В это время она пыталась протиснуть себя в жилетку, да так и застыла, уставившись на меня с полным непониманием.
— Кто “он”?
— Да вор! Вор этот!
— О ком ты?
— С кем ты сейчас разговаривала?
— С двоюродным братом.
В голове сразу же вспыхнула мысль: “Вот почему “Хонда” оказалась у ворот той злополучной портнихи. Ворюга братец покатался и вернул автомобиль сестричке. Видимо Катерина большую часть своей жизни проводит у этой портнихи, раз он знает где ее искать.”
— Так с кем ты сейчас разговаривала? — повторила я свой вопрос.
— С двоюродным братом? — недоумевая ответила Катерина. — А что?
— Так поздравляю тебя: твой брат подлец!
Не могу сказать, что мое заявление обрадовало Катерину. Какая сволочь (я о воре), как вошел в доверие к людям, как им заморочил мозги.
— Павлик совсем не вор, а вежливый и добрый мальчик. Он занимается спортом, слушается маму и вообще, студент третьего курса.
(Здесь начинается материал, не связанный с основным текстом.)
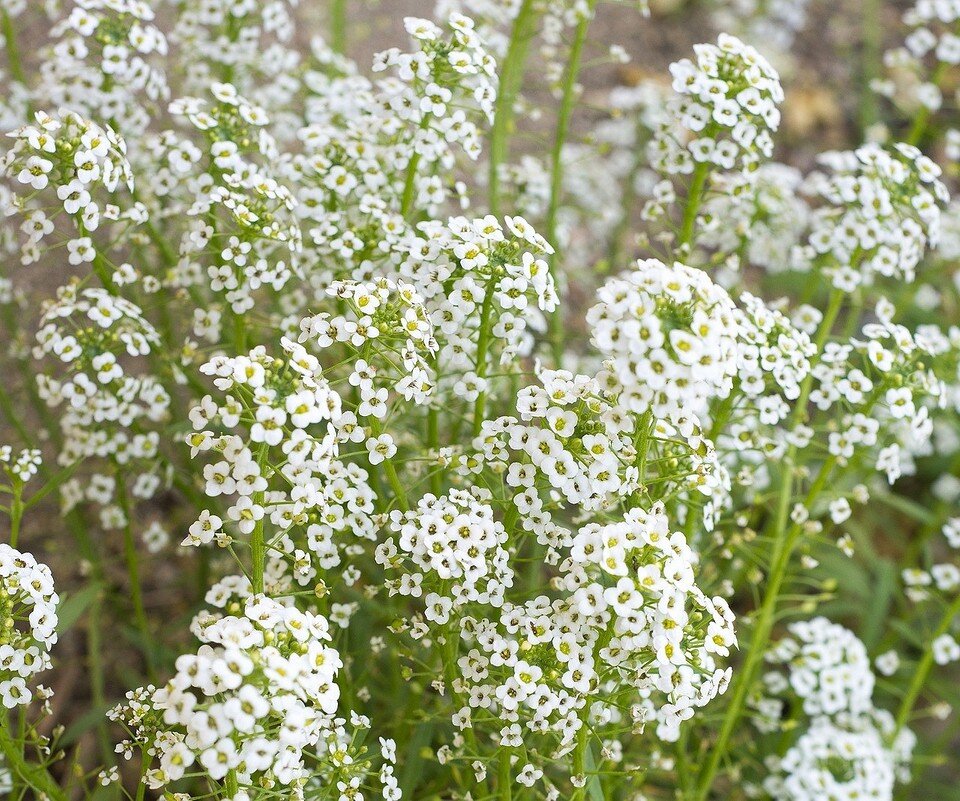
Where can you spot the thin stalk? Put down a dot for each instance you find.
(580, 762)
(694, 198)
(870, 61)
(483, 345)
(133, 568)
(13, 50)
(504, 777)
(338, 26)
(16, 512)
(391, 471)
(784, 542)
(922, 117)
(511, 77)
(97, 678)
(258, 546)
(924, 666)
(567, 100)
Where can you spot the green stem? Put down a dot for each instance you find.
(338, 26)
(922, 118)
(16, 511)
(784, 542)
(504, 777)
(870, 61)
(564, 114)
(35, 777)
(133, 568)
(511, 77)
(258, 546)
(483, 345)
(924, 665)
(694, 198)
(97, 680)
(580, 762)
(391, 471)
(13, 51)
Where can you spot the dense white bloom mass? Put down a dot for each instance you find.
(255, 698)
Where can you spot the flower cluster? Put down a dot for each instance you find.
(668, 636)
(105, 62)
(849, 749)
(28, 607)
(85, 165)
(454, 548)
(669, 337)
(110, 406)
(725, 107)
(568, 439)
(882, 212)
(917, 71)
— Ах, так он еще и Павлик, этот студент! — возмущенно завопила я. — О спорте можешь не говорить, видела своими глазами.
— Помогите, — обратилась Катерина к продавщице, и пока та пыталась стащить с нее жилетку, Катерина, не скупясь на цвета и краски, продолжала расхваливать Павлика.
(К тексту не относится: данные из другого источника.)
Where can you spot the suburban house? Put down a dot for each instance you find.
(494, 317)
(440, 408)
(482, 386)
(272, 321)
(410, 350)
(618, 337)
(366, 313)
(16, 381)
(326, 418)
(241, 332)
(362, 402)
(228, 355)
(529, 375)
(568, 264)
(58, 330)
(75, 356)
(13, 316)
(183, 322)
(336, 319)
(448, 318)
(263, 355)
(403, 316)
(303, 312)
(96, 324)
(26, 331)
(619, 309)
Из ее слов выходило, что такого примерного молодого человека — добросовестного, порядочного, честного и отзывчивого — в общем, второго такого не сыщется во всем Ростове. Честное слово, в кого хотите после такой характеристики проникнут сомнения. Я еще мямлила, что Павлик вор или похож на вора, но больше по инерции. На самом деле из того места, где по моим представлениям жила моя совесть, начали раздаваться призывы догнать Павлика, этого нежного брата и заботливого сына, и в изысканной форме испросить у него прощения за нанесенный моральный ущерб. Возможно, я так бы и поступила, когда бы не вмешалась Иванова. Она откуда ни возьмись (словно Сивка-бурка какая) встала передо мной, как лист перед травой, и грозно спросила:
— Вы думаете покупать жратву?
Катерина охнула, схватилась за голову и (к радости продавщицы) выпала из жилетки.
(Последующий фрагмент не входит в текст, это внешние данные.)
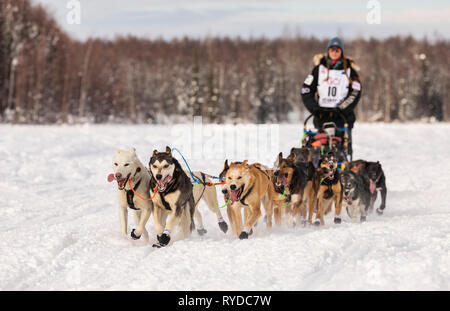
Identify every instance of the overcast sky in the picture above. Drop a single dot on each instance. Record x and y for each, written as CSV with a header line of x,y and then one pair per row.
x,y
269,18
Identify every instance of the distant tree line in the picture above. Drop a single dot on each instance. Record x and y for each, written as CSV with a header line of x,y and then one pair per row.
x,y
48,77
— За мной! Виктор нас убьет! — закричала она и побежала к выходу.
— А мы-то там для чего? — удивилась Иванова.
— Для количества, — пояснила я.
Покупка продуктов произошла значительно прозаичней. Мы уложились в сорок минут. С полными руками и облегченными душами уселись в “Хонду” и поехали на дачу. Я с тоской поглядывала на Иванову.
— Не нервничай, через два часа приступим к поискам, — сжалившись, шепнула она мне.
— Спасибо за поддержку, но, видимо ты недостаточно знаешь и Катерину, и ее нутро, — пролепетала я.
— Я ее оперировала, особенно нутро, — заверила Иванова.
Но дальнейшие события показали, что либо оперировала Иванова невнимательно, либо Катерина поменяла свое нутро. Едва мы выехали на таганрогскую трассу, как она завопила:
— Стойте! Стойте! Совсем забыла!
Выяснилось, что “гибельно надо зайти к тете Маре, матери Павлуши”. Надо было видеть какое впечатление произвело это сообщение на Иванову. Точнее слышать, потому что мат ее был сложен и многоэтажен. Я же повела себя достойно.
— Конечно заедем, — кротко согласилась я и охотно повернула обратно.
Впечатление Ивановой тут же распространилось и на меня. Не могу передать как ей не хотелось к тете Маре, но я упрямо ехала, усердно запоминая дорогу. Наученная горьким опытом, я откладывала в подвалы памяти каждый дом, каждую кочку, хоть и не была уверена, что смогу их оттуда достать.
Слава богу, у тети Мары, в отличие от Владимира, оказался адрес: Смоленская, двадцать пять. Катерина шустро нырнула в калитку, а я с тоской посмотрела ей вслед. Очень хотелось поделиться сомнениями с Ивановой, но мешал ее мат, которым она поливала уже и калитку тети Мары, и улицу Смоленскую, и вообще весь Ростов вместе взятый. Если Иванову хорошенько разозлить, сразу становится понятно почему она живет в своей квартире одна с голодным котом.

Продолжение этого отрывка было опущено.